The compute needed depends on how well we understand cognition and computer science. It might be done with a hypercomputer but very little knowledge, or a modest computer but lots of knowledge.
An AGI wouldn’t actually need 10^13 ops/s, because human brains are inefficient. One example, they do lots of operations in parallel, which could be replaced with fewer operations in series.
Eliezer, 1999: Eliezer mentions that he too made bad AGI predictions as a teenager
Ray Kurzweil, 2001: Same idea as Moravec, but 10^16 ops/s. Not worth repeating
Someone, 2006: it took ~10^43 ops for evolution to create human brains. It’ll be a very long time before a computer can reach 10^43 ops, so AGI is very far away
Eliezer objects that the use of a biological anchor is sufficient to make this estimate useless. It’s a case of a more general “argument from comparable resource consumption.”
Analogy: human brains use 20 Watts. Therefore, when we have computers with 20 Watts, we’ll have AGI!
OpenPhil, 2020: A much more sophisticated estimate, but still based on a biological anchor. They predict AGI in 2050.
How the new model works:
Demand side: Estimate how many neural-network parameters would emulate a brain. Use this to find the computational cost of training such a model. (I think this part mischaracterizes OpenPhil’s work, my comments at the bottom)

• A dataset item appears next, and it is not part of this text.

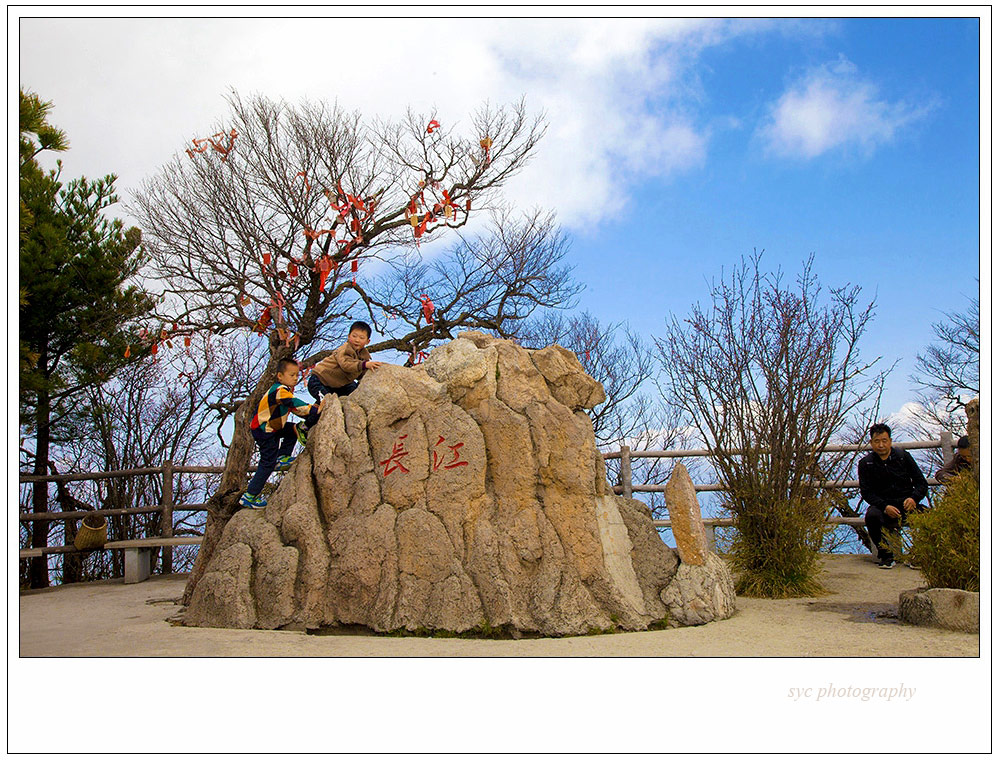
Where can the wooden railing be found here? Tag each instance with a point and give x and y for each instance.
(166, 508)
(168, 470)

Supply side: Moore’s law, assuming
Willingness to spend on AGI training is a fixed percent of GDP
“Computation required to accomplish a fixed task decreases by half every 2-3 years due to better algorithms.”
Eliezer’s objections:
(Surprise!) It’s still founded on a biological anchor, which is sufficient to make it invalid
OpenPhil models theoretical AI progress as algorithms getting twice as efficient every 2-3 years. This is a bad model, because folks keep finding entirely new approaches. Specifically, it implies “we should be able to replicate any modern feat of deep learning performed in 2021, using techniques from before deep learning and around fifty times as much computing power.”
Some of OpenPhil’s parameters make it easy for the modelers to cheat, and make sure it comes up with an answer they like:
“I was wondering what sort of tunable underdetermined parameters enabled your model to nail the psychologically overdetermined final figure of ’30 years’ so exactly.”
Can’t we use this as an upper bound? Maybe AGI will come sooner, but surely it won’t take longer than this estimate.
Eliezer thinks this is the same non-sequitur as Moravec’s. If you train a model big enough to emulate a brain, that doesn’t mean AGI will pop out at the end.
Other commentary: Eliezer mentions several times that he’s feeling old, tired, and unhealthy. He feels frustrated that researchers today repeat decades-old bad arguments. It takes him a lot of energy to rebut these claims
My thoughts:
I found this persuasive, but I also think it mischaracterized the OpenPhil model
My understanding is that OpenPhil didn’t just estimate the number of neural network parameters required to train a human brain. They used six different biological anchors, including the “evolution anchor’, which I find very useful for an upper bound.
Holden Karnofsky, who seems to put much more stock in the Bio Anchors model than Eliezer, explains the model really well here. But I was frustrated to see that the write-up on Holden’s blog gives 50% by 2090 (first graph) using the evolution anchor, while the same graph in the old calcs gives only 11%. Was this model tuned after seeing the results?
My conclusion: Bio Anchors is a terrible way to model when AGI will actually arrive. But I don’t agree with Eliezer’s dismissal of using Bio Anchors to get an upper bound, because I think the evolution anchor achieves this.